Much, too much has been made of the throwback chivalry and wait until you're married message. I've never read the Stephanie Myers source material, nor do I intend to, so I can't vouch for the validity of the Mormon brainwashing claims laid at its feet. What I do know, is that in an era where young girls are shown sex tape vixens as role models for success and fame and encouraged to "go wild" in the interests of providing lascivious grown men with a tangible porno mag for a partner, Bella is a revelation as a lead female character. She doesn't dress like a Suicide Girl or down shots of Patron trying to win the heart of washed up glam rockers. She's trying to develop a real, lasting relationship with a man whose only wish is to protect and cherish her.

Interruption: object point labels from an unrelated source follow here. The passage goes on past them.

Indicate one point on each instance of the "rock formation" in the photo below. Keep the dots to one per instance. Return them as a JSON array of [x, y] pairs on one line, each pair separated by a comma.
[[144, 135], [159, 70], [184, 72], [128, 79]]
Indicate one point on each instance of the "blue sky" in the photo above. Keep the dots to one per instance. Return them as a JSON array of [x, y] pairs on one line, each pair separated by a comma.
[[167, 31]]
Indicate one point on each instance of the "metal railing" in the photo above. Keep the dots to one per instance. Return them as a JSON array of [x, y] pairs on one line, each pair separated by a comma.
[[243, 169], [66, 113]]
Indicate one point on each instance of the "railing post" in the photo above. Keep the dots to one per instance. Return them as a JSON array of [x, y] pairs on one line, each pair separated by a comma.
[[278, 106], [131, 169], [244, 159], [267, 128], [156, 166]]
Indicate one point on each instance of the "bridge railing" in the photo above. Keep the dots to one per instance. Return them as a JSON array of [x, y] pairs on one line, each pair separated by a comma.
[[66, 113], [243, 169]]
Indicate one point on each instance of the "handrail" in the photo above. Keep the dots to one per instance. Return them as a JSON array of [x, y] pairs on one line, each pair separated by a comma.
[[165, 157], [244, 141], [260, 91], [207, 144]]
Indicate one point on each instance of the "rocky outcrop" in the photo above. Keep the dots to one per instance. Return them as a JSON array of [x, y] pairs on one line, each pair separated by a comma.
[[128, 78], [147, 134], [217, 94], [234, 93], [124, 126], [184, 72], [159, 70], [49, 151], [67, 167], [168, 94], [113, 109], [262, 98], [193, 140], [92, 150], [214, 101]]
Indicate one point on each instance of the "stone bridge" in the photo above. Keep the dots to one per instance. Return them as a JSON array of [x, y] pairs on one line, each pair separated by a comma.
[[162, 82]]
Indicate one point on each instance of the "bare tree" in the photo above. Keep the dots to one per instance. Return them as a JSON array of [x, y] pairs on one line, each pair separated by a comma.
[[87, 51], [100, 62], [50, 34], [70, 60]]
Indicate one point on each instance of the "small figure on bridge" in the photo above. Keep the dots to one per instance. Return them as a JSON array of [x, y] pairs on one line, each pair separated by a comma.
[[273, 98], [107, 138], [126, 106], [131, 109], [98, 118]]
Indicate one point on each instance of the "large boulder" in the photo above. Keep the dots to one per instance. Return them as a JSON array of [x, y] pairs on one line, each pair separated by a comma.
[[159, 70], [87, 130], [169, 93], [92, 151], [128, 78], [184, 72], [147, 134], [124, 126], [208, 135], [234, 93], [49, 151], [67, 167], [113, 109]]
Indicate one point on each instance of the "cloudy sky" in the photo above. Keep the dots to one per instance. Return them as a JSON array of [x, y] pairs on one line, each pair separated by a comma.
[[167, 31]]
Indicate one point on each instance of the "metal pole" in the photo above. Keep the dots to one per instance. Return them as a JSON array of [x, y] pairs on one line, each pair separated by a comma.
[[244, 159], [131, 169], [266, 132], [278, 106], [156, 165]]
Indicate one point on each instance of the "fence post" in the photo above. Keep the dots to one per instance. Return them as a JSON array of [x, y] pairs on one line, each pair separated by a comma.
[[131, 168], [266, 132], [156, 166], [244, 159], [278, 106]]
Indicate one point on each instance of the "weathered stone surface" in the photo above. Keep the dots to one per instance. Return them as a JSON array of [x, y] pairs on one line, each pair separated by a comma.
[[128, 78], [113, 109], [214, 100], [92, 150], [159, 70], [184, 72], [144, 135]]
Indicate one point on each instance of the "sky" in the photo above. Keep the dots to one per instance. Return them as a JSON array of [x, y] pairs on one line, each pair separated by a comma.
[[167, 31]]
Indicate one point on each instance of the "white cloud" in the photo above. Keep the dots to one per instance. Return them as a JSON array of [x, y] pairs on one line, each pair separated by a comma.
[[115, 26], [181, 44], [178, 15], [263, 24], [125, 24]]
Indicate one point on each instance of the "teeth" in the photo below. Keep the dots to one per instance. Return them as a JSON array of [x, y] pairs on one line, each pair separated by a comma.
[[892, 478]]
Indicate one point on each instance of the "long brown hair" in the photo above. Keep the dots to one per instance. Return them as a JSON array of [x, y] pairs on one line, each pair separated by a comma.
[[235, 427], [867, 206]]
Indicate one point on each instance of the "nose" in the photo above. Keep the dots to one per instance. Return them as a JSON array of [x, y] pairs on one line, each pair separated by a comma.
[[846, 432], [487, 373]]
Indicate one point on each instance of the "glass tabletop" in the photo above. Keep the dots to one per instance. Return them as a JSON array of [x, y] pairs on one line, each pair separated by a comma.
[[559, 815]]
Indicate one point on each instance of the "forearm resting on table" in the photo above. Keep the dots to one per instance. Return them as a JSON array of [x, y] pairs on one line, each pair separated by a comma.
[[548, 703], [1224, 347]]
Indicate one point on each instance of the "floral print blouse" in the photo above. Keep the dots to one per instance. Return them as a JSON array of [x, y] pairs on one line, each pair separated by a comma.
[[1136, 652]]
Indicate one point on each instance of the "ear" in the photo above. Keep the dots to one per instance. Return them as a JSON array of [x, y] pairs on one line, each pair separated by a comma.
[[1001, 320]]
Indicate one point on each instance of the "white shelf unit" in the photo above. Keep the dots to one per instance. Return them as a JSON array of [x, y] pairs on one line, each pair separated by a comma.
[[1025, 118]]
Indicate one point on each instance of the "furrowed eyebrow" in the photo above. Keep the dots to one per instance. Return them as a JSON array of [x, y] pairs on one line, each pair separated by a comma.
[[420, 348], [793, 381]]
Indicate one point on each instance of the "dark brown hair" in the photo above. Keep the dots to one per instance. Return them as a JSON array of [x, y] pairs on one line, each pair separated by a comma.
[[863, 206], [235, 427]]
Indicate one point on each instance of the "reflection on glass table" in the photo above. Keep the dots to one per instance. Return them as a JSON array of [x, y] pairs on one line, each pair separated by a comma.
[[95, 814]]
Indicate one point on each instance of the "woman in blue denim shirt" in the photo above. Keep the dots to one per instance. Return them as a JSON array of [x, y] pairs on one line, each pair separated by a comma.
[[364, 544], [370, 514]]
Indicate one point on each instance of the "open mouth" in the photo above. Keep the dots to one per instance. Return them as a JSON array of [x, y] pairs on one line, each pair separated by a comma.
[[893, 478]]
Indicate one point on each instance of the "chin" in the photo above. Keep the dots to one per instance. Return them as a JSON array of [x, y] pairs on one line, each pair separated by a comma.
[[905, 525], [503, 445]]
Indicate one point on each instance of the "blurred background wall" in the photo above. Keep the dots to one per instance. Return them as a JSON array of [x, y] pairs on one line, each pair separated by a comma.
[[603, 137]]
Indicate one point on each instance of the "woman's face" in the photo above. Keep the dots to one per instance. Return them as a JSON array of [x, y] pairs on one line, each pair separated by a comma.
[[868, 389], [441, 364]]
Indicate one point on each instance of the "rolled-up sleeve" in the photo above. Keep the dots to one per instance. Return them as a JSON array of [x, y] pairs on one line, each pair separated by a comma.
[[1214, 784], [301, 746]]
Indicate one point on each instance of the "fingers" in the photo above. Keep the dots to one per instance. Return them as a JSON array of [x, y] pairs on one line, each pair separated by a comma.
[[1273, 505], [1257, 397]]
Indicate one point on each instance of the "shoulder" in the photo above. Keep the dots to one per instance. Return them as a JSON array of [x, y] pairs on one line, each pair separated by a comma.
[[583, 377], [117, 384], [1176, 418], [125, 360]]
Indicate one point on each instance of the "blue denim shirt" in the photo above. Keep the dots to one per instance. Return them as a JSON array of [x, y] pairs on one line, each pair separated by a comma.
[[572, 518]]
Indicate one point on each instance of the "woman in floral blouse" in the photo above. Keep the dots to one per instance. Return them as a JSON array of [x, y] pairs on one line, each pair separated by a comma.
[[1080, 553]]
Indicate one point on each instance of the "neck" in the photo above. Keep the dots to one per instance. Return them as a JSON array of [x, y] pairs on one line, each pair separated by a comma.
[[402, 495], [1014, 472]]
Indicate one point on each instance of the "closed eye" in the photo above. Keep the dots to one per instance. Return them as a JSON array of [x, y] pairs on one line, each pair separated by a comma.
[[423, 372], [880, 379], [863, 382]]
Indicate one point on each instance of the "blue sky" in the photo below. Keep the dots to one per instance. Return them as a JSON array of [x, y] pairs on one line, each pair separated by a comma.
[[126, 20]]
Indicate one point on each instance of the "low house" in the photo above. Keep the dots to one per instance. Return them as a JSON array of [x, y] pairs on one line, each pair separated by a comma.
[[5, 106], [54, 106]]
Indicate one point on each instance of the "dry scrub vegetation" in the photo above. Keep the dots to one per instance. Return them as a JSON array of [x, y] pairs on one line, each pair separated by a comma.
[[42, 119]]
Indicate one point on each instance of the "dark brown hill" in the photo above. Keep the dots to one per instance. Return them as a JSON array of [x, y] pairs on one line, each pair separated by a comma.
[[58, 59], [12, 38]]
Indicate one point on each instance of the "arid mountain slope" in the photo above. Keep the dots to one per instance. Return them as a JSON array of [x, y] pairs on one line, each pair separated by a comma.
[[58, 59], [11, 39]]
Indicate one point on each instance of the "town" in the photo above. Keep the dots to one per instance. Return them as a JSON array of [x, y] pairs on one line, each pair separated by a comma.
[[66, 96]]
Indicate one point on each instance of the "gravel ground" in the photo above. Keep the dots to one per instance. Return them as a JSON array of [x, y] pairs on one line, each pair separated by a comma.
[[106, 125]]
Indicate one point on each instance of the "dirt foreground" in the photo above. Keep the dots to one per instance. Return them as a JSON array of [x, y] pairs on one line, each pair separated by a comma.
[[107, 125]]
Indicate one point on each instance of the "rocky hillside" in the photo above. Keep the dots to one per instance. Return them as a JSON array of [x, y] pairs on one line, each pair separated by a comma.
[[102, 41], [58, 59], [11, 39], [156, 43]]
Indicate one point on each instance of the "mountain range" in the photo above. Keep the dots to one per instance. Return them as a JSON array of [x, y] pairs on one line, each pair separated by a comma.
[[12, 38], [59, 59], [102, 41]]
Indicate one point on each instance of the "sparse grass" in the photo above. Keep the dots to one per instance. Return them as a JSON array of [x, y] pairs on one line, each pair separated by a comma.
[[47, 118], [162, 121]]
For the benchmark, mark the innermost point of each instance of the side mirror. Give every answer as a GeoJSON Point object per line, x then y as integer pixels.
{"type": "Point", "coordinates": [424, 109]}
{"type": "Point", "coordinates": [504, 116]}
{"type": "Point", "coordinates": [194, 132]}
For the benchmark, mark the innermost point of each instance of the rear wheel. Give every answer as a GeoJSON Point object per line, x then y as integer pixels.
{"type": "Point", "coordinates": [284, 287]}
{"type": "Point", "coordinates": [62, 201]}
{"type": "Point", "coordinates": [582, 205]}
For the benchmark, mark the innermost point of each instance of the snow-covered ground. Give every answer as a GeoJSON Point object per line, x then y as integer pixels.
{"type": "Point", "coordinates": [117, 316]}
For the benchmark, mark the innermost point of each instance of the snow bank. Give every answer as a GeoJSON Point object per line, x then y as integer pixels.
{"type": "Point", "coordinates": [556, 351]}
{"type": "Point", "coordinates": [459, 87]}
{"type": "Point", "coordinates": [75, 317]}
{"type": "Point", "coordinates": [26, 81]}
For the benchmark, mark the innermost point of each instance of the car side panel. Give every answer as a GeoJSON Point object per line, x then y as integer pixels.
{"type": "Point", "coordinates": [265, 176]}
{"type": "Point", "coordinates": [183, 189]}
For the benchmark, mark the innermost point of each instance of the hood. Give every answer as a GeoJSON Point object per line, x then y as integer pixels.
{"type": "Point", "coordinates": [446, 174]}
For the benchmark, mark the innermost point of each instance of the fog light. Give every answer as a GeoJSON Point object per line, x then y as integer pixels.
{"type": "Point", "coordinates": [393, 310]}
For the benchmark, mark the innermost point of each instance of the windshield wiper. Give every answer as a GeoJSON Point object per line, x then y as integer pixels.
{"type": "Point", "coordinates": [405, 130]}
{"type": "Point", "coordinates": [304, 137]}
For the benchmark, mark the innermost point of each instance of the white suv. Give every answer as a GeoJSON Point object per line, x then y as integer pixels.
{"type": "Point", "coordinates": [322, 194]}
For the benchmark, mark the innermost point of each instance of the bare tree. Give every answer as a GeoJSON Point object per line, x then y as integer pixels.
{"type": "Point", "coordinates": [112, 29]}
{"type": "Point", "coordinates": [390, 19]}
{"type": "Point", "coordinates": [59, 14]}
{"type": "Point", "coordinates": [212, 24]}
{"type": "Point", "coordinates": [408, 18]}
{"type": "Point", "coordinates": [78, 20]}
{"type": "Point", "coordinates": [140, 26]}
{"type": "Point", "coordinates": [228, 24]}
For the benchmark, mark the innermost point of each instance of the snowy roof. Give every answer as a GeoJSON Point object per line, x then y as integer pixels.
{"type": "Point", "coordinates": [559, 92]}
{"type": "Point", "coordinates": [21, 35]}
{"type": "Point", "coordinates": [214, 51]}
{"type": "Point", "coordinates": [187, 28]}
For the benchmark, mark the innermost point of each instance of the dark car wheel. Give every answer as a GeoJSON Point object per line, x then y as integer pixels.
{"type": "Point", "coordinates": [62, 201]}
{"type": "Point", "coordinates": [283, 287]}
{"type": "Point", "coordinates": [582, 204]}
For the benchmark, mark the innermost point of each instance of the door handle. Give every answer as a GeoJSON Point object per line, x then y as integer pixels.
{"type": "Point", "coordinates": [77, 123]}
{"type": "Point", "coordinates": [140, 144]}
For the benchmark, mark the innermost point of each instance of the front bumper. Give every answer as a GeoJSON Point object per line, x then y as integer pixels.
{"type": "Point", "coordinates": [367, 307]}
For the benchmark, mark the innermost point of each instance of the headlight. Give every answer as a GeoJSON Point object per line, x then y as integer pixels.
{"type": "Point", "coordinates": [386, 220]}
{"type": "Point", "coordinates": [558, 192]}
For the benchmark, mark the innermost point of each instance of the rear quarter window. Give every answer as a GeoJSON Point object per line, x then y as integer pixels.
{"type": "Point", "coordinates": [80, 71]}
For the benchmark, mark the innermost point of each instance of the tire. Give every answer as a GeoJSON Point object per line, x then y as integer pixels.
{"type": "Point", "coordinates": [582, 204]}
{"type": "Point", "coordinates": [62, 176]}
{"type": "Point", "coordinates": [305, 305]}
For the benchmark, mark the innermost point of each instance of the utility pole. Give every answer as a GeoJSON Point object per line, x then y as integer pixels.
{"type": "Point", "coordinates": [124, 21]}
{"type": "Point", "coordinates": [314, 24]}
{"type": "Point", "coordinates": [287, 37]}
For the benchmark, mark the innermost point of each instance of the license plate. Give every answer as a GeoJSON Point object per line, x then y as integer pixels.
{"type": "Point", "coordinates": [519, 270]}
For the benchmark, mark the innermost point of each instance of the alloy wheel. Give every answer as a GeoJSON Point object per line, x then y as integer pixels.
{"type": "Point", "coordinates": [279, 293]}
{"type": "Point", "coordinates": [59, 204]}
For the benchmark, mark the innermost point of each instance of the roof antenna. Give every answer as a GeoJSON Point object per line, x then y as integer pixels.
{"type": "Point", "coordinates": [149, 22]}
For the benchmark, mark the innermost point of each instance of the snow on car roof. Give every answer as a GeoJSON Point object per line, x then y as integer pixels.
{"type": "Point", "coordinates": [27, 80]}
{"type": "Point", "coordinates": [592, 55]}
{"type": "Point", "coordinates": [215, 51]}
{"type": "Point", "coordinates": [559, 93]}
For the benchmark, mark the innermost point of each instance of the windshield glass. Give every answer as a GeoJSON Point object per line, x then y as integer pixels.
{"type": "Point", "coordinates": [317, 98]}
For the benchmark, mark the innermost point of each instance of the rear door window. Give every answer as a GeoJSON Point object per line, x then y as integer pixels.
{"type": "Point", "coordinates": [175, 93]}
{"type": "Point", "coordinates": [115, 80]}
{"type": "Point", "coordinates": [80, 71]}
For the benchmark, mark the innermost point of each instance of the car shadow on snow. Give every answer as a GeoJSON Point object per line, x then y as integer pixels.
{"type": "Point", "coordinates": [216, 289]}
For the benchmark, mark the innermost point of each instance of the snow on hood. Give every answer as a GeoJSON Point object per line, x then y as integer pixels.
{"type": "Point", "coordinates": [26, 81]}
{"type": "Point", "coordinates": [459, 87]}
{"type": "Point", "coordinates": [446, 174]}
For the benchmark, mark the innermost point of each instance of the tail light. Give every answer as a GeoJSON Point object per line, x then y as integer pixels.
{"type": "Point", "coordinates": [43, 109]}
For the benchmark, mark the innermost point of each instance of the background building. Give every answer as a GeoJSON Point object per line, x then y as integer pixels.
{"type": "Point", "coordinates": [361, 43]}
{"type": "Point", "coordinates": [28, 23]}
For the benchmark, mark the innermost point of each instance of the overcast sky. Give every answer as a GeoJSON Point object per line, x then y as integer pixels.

I've heard a lot of hullabaloo about a recent film entitled Deadgirl, in which 2 outcast teen boys find a zombie girl chained to the wall of an abandoned factory and take turns raping her for the films duration. So, please excuse me if I find something touching and dare I say important about a film that millions of teen aged boys are going to see that models and glorifies the apparently antiquated and passe notion of treating women with respect and defending their honor at all costs. Edward and Jacob are 2 dudes any father would happily entrust their daughter's well being with, and the fact that they're presented as such powerful figures is a commendable and refreshing choice.

Horror fans of my age need not hate this series of films. They do nothing disrespectful to denigrate the mystique of the Werewolf or Vampire archetype. So they sparkle, so what? We still have Reggie Nalder's Barlow, Oldman's Vlad and Schreck's Nosferatu to keep us up at night. There's no need to spit venom at a group of teen girls enjoying being caught up in a world that appeals to them. I left behind the playground tactics 20 some years ago and to continually harp on these silly, fanciful flicks without even bothering to sit through them smacks of unwarranted bullying. I'll gladly go on the record as saying the Twilight films are infinitely better than the Underworld ones and a billion times better than those interminable Harry Potter atrocities with their suffocating production design and the bludgeoning torpor they induce in the viewer. So yeah, lighten up a bit fellas. I'd even go so far as to say, sparkle a bit.